Jusqu'à la fin le travail de Lawrence Ransom a été de cette qualité. Prenez 'Chloé Ransom' (2010), ce descendant de 'Clause-Louis Gayrard' a conservé le chic de son « père » et en adoucit encore le coloris. Et 'Manon Anna' (2015), qui fait partie de sa dernière sélection, maintient ses choix en matière de couleur et d'ondulations. Je vois dans ces iris les qualités que j'ai appréciées précédemment chez Joë Gatty et que je découvre aujourd'hui dans les premières obtentions enregistrées d'une hybrideuse française, Bénédicte Habert (plus connue sous le pseudonyme de Lisa Héméra).

Mais Lawrence Ransom ne s'est pas contenté de produire des grands iris magnifiques.
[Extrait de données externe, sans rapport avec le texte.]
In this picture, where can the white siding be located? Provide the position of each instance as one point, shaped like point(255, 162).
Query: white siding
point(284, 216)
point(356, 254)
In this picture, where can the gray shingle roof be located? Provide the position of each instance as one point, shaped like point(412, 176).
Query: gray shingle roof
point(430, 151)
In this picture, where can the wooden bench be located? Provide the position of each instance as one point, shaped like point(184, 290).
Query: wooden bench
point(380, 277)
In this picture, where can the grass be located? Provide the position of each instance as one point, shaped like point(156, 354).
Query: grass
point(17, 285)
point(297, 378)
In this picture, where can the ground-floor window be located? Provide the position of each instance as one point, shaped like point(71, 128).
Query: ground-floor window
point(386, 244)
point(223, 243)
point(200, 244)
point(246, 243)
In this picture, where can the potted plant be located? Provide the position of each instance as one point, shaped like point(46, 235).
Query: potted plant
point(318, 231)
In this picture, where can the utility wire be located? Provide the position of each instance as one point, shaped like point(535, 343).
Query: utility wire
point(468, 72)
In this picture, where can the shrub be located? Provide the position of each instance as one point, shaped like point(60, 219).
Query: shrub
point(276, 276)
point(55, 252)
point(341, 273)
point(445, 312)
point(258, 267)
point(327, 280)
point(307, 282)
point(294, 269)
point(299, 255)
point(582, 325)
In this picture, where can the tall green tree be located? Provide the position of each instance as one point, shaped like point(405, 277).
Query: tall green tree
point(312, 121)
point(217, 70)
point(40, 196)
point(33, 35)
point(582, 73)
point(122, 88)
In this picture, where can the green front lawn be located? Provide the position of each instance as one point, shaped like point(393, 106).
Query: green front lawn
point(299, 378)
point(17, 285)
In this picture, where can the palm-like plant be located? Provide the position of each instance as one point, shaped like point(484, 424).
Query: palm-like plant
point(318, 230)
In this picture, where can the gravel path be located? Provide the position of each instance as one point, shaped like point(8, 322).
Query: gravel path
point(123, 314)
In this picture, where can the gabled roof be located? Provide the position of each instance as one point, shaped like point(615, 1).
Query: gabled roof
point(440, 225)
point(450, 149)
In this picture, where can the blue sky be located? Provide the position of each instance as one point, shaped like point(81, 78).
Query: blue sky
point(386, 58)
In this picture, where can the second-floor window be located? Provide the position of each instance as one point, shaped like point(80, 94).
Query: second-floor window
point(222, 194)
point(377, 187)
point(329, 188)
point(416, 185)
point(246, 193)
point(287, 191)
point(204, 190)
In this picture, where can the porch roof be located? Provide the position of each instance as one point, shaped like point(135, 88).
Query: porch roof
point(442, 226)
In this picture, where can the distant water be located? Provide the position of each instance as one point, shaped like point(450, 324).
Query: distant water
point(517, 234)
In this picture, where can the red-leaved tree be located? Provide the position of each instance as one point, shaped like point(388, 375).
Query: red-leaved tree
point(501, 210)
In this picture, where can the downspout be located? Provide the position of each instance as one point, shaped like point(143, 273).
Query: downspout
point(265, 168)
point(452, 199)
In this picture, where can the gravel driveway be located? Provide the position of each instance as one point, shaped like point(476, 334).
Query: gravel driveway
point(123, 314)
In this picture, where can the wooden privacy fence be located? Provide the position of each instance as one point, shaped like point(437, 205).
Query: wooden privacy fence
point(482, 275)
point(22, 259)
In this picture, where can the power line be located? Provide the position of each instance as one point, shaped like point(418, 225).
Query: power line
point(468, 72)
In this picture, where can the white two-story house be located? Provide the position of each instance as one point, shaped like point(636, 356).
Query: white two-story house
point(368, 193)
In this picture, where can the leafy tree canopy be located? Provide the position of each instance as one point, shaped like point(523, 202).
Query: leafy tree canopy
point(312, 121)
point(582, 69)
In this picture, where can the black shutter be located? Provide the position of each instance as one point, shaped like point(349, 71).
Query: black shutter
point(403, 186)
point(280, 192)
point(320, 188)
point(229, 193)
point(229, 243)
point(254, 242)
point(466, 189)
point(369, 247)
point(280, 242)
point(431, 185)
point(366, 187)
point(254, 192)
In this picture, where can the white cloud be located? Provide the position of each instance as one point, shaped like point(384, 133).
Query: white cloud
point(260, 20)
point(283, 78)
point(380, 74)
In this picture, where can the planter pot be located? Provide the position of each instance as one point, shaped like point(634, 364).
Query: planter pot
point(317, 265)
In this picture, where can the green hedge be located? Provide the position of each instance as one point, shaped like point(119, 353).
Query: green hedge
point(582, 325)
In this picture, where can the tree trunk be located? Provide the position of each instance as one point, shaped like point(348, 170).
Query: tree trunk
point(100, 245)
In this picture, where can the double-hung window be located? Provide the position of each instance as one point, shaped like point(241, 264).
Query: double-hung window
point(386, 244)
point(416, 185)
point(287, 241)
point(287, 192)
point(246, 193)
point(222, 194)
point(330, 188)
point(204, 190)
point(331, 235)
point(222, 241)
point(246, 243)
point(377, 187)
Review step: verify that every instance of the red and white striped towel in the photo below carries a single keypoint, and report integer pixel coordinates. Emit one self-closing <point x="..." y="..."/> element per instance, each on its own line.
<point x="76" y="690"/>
Il a, plus encore, travaillé sur d'autres catégories d'iris barbus (MDB, SDB, MTB, IB), ce qu'il est le seul obtenteur français à avoir fait, et, bien plus difficile, sur les arils, arilbreds et species issus d'oncocyclus et Regelias. Tout cela avec la même exigence de perfection. Pour ce travail exceptionnel, la BIS, dont il fut membre, s'honorerait de lui attribuer sa plus prestigieuse médaille, la « Foster Memorial Plaque » qui distingue les plus remarquables personnages de l'irisdom.

Ses recherches dans le domaine des arilbreds nous valent aujourd'hui de pouvoir admirer ses obtentions issues de 'Vera', un cultivar brun-rouge et violacé issu d'un croisement de deux espèces du groupe des Regelias, I. korolkowii et I. stolonifera. A partir de 1996 et jusqu'à sa disparition Ransom a croisé et recroisé les descendants de 'Vera', avec des résultats qui devaient le combler. Depuis 'Eastern Dusk' (2010) jusqu'à 'Refosco' (2010) et 'Sleazy' (2012) il y a une dizaine de variétés qui réjouissent les amateurs de ces iris à la subtile beauté.

La disparition prématurée de Lawrence Ransom a privé le monde des iris de l'un de ses membres les plus originaux. Anglais de naissance, français d'adoption, il a su marier les deux cultures ; imaginatif et perfectionniste, il nous a donné des fleurs parmi les plus belles qu'on puisse trouver.

 Iconographie : 


 'Opéra Bouffe' 


'Désiris' 


'Chloé Ransom' 


'Manon Anna' 


'Eastern Dusk' 


'Sleazy'

1 commentaire:

gerard a dit…

Je partage tout fait ton jugement. Désiris est pour moi un "must".